Osterholz-Scharmbeck: Vortrag zu Chancen eines Af*-Verbotsantrags am 13.1.26
Af*-Verbot – für und wider
Bei Schnee, Glätte und Blitzeisgefahr machten sich am Dienstag, den 13.01.26, mutig mehr als 20 OMAS aus Osterholz-Scharmbeck, Worpswede und Bremen-Nord sowie dem Bündnis gegen Rechts Worpswede auf den Weg zu uns nach OHZ, um einen Vortrag von Lore Seidel aus Walsrode zum Thema „Für und Wider eines Af*-Verbotsantrags“ zu hören.
Lore ist selbst OMA GEGEN RECHTS – und Mitbegründerin des Walsroder Vereins „Der Heidekreis ist bunt“ – und als Richterin a.D. eine ausgewiesene Expertin zu dieser wichtigen juristischen Frage.

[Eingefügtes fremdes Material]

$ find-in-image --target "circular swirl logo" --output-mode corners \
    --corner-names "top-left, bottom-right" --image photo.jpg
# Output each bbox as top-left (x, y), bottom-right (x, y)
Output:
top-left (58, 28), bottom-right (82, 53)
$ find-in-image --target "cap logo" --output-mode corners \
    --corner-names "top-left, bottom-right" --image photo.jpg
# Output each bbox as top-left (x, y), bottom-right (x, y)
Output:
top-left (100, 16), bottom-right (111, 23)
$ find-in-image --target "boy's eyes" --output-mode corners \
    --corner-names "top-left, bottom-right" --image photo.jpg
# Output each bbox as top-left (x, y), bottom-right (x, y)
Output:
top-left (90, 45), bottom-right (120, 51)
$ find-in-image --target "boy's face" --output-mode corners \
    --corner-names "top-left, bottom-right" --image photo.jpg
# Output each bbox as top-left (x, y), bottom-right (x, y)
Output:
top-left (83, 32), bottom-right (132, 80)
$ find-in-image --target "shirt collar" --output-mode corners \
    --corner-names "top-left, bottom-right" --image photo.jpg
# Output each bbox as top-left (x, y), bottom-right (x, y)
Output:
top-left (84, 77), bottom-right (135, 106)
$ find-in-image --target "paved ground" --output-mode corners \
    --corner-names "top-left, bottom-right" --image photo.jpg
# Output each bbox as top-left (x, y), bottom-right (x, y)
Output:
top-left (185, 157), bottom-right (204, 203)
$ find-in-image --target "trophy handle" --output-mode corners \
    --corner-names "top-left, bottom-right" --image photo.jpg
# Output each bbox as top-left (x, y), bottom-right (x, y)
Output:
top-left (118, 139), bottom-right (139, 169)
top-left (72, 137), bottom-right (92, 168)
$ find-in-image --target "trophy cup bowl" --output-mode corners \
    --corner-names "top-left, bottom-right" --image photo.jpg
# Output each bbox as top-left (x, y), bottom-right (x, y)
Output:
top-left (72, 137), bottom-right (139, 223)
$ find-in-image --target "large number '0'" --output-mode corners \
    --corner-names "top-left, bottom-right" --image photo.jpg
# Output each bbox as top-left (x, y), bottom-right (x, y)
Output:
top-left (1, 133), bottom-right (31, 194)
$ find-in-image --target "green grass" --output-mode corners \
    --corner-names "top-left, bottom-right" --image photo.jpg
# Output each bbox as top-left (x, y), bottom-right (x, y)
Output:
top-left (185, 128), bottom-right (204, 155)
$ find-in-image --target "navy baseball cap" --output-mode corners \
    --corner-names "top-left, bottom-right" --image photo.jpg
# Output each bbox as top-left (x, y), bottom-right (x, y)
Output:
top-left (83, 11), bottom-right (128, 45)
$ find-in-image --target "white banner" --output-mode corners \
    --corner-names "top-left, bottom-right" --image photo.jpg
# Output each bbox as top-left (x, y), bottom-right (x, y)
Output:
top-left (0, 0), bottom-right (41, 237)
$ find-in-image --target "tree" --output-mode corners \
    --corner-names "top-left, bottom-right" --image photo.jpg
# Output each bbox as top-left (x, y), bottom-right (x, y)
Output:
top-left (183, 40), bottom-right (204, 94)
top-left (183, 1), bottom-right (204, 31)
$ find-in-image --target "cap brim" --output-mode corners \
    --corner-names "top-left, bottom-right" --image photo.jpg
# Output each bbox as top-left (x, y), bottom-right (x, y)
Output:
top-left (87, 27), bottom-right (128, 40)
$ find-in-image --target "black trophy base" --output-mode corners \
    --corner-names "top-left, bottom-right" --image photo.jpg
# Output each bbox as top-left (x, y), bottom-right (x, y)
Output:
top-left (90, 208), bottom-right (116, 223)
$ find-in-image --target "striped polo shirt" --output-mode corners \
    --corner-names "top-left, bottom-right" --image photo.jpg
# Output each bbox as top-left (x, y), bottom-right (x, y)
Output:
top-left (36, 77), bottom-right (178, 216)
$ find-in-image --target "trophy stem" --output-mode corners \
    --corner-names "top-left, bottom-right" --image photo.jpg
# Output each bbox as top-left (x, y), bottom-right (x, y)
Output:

Auch sie trotzte mutig dem Winterwetter, wofür ihr unser großer Dank gebührt!
In ihrem Referat stellte Lore deutlich die hohen gesetzlichen Hürden bei Partei-Verbotsanträgen dar (GG § 21, Abs. 1-3), beleuchtete die Rolle des Bundesverfassungsschutzes dabei (Verdachtsfall-Einordnung) und zeigte die Voraussetzungen und Urteile des Bundesverfassungsgerichts auf, unter denen eine Partei als Verdachtsfall, gesichert rechtsextrem oder eben als verfassungswidrig (=-feindlich) eingestuft werden kann. Ausführlich ging Lore auf die Möglichkeit eines schneller abzuschließenden Prüfverfahrens vor dem eigentlichen Antrag auf ein Verbot ein, der 2-3 Jahre dauern würde.
Der Vortrag bewegte, machte nachdenklich, manche auch ratlos, besonders in Bezug auf die lange Dauer, ermutigte aber auch zur offenen Positionierung bei unseren Aktionen in Richtung „Verbotsantrag nach einem vorherigen Prüfverfahren“.
Im Anschluss entwickelte sich eine lebhafte Diskussion, in der viele Zuhörerinnen Fragen stellten und ihre persönlichen Einschätzungen einbrachten.